In this article fluorescence spectroscopy, UV-visible spectroscopy, circular dichroism (CD), isothermal titration calorimetry (ITC), transmission electron microscopy (TEM) and molecular docking methods have been used to examine the interaction between dicationic ester-bonded gemini surfactants (m-E2-m) and hen egg white lysozyme (HEWL). The fluorescence and UV-visible absorption spectral measurements indicate m-E2-m–HEWL complex formation via static procedure.
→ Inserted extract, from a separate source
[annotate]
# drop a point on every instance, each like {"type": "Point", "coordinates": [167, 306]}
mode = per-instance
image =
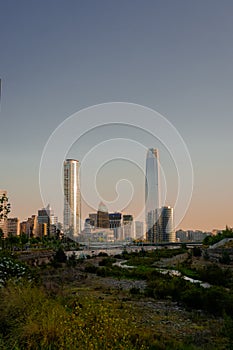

Binding isotherms reveal mainly cooperative binding of m-E2-m surfactants to HEWL. Circular dichroism, and pyrene fluorescence depict conformational changes in HEWL upon m-E2-m combination. Synchronous fluorescence shows that addition of m-E2-m has a remarkable effect on the micropolarity of aromatic residues (Tyr/Trp) of HEWL. Far-UV CD spectra demonstrate that the α-helical network of HEWL is disrupted and its content decreases from 30.68% to 20.83%/20.40%, respectively, upon 12-E2-12/14-E2-14 combination. ITC confirms the endothermicity of m-E2-m–HEWL interactions while slight exothermicity was observed in the 14-E2-14–HEWL system at higher molar ratios of surfactant. TEM micrographs reveal structural change in HEWL upon m-E2-m addition. Molecular docking illustrates that 14-E2-14 binds principally near to predominant fluorophores of lysozyme viz. Trp-108 and Trp-62 while 12-E2-12 binds in proximity of Trp-123. This study provides an important insight, particularly the contribution of Trp-123 in the fluorescence besides already known predominant fluorophores, Trp-62 and Trp-108. Moreover, this study would be significant in context of protein–surfactant interactions in terms of special m-E2-m molecular structure, which is essential in determining their future use as excipients in pharmaceutical/drug delivery related compilations.